By Kirsten Mitchell

MINNETONKA, Minn. (WCCO) – Some wildlife experts are encouraging people to take down their bird feeders this spring. It’s a precautionary measure due to the fast-spreading bird flu. But the science is unclear when it comes to the impact of the virus on songbirds.

A post by Dr. Victoria Hall, executive director of the Raptor Center at the University of Minnesota, encouraged people to temporarily take feeders and bird baths down because of the highly transmissible avian influenza.

“During these unprecedented times, we recommend doing anything that we can to try and help our wild bird populations. Because the science is unclear on the role of songbirds in this current H5N1 outbreak, one consideration is to not encourage birds to gather together at places such as bird feeders or bird baths. These are places where things like viruses could easily be exchanged between individuals,” Dr. Hall wrote.

The post generated discussions amid bird lovers about the safety of bird feeders and bird baths.

Minnetonka resident Steve Laursen has been feeding birds for 30 years.

“We like the animals, the birds are flying around, it’s fun having them in the yard. We sit on the deck and watch these birds come and eat, and they are hungry,” Laursen said.

He picked up feed Friday from All Season Wild Bird Store in Minnetonka where they said bird feeders are generally safe for songbirds, unless you have other species like poultry or waterfowl frequently the area.
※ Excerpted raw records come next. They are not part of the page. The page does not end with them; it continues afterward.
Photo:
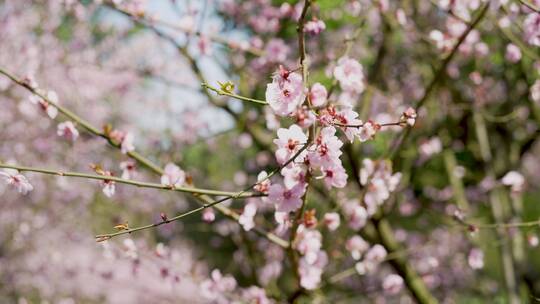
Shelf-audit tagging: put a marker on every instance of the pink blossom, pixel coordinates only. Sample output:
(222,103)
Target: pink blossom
(126,145)
(246,218)
(379,180)
(283,221)
(276,51)
(368,131)
(125,139)
(173,176)
(515,180)
(409,116)
(109,188)
(314,27)
(304,117)
(357,246)
(327,150)
(308,242)
(532,240)
(286,200)
(310,273)
(256,295)
(204,45)
(49,108)
(285,93)
(263,184)
(130,249)
(294,175)
(332,221)
(513,53)
(392,284)
(347,120)
(356,215)
(334,176)
(128,168)
(67,130)
(15,179)
(208,215)
(350,75)
(430,147)
(476,258)
(217,286)
(375,256)
(289,142)
(318,95)
(535,92)
(531,28)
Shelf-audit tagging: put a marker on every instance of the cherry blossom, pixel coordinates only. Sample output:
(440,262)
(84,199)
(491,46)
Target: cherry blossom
(332,221)
(350,75)
(334,176)
(318,95)
(314,27)
(476,258)
(285,93)
(216,287)
(310,273)
(289,142)
(15,179)
(286,200)
(304,117)
(327,150)
(308,242)
(263,184)
(173,176)
(357,246)
(276,51)
(392,284)
(380,182)
(409,116)
(535,91)
(515,180)
(368,131)
(51,110)
(109,186)
(513,53)
(67,130)
(256,295)
(208,215)
(293,176)
(356,215)
(246,218)
(128,169)
(531,28)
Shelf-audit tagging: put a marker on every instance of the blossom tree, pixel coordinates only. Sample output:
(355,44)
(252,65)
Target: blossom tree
(257,151)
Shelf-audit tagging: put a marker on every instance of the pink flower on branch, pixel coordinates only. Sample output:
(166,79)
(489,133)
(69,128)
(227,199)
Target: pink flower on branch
(285,93)
(286,200)
(350,75)
(289,142)
(67,130)
(173,176)
(15,179)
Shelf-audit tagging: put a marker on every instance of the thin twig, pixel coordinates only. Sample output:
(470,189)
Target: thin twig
(103,237)
(139,158)
(130,182)
(222,92)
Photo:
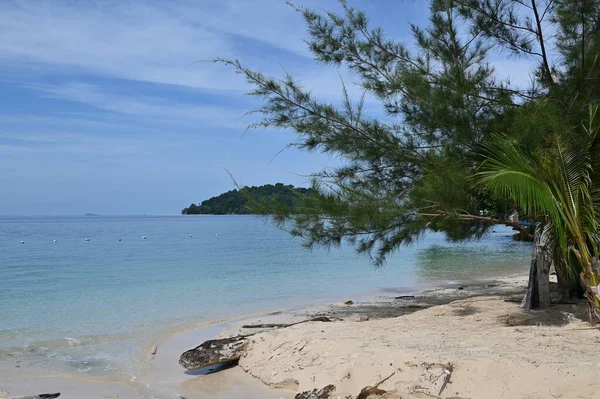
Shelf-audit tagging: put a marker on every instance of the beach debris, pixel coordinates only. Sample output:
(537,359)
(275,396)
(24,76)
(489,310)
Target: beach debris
(213,352)
(152,352)
(275,325)
(226,350)
(368,392)
(324,393)
(447,374)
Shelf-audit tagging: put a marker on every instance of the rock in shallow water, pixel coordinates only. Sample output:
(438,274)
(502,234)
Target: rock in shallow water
(212,352)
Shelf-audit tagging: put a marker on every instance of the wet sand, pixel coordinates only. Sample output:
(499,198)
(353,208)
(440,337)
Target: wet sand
(367,337)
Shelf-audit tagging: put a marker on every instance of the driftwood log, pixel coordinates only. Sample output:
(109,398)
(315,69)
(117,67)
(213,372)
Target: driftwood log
(214,351)
(271,325)
(324,393)
(226,350)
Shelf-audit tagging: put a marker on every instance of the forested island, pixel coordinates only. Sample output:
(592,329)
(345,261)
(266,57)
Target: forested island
(234,202)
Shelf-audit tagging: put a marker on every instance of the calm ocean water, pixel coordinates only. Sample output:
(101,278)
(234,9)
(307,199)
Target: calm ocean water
(85,306)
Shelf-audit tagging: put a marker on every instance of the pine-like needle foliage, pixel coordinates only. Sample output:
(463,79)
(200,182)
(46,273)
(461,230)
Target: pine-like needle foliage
(409,168)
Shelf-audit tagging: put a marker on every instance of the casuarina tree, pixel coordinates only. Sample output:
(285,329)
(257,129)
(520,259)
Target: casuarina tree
(409,167)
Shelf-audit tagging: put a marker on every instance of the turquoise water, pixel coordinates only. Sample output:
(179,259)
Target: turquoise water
(86,304)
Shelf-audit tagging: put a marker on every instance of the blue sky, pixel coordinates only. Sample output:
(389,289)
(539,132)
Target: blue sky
(103,110)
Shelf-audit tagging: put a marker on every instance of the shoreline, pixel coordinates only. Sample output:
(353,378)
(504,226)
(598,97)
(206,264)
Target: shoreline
(163,377)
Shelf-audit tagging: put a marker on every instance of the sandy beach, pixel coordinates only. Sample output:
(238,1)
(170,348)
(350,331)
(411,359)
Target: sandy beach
(476,335)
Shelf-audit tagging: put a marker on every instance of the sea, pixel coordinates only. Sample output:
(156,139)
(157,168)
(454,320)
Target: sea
(83,294)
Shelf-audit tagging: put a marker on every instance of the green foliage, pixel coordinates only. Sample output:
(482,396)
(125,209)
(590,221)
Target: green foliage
(443,110)
(239,202)
(560,183)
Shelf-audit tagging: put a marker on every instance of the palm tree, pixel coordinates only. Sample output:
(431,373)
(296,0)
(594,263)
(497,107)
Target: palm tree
(559,185)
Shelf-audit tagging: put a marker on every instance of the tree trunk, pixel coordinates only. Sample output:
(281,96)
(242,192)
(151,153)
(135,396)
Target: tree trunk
(538,288)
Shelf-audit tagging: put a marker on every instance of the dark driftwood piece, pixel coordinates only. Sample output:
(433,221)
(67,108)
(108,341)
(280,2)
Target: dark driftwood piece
(212,352)
(272,325)
(324,393)
(226,350)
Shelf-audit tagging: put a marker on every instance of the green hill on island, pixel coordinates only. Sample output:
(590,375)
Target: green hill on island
(233,202)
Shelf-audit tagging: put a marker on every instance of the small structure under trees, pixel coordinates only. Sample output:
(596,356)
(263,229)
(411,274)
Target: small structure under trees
(445,109)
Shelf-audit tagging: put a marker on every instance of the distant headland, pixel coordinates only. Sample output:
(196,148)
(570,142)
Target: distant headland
(233,202)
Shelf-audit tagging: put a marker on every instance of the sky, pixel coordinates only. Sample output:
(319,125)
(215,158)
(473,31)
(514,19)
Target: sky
(104,108)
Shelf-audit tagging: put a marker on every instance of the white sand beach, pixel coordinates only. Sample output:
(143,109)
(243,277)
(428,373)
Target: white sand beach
(462,342)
“The issue is you don’t want birds who are ill congregating together and spreading it, but at this point it hasn’t been an issue for song birds,” General Manager Carol Chenault said.

But unlike the Bird Flu outbreak in 2015, this year’s outbreak has hit the wild bird population hard. At the raptor center, 40% of birds admitted daily test positive including bald eagles and great horned owls.

“People who feed birds are generous and caring by nature so we all want to do the right thing,” Chenault said.

Minnesota DNR said they don’t have a record of songbirds being affected by the current influenza strain. They encourage people to clean their feeders during the spring to protect birds against other inflections such as salmonella.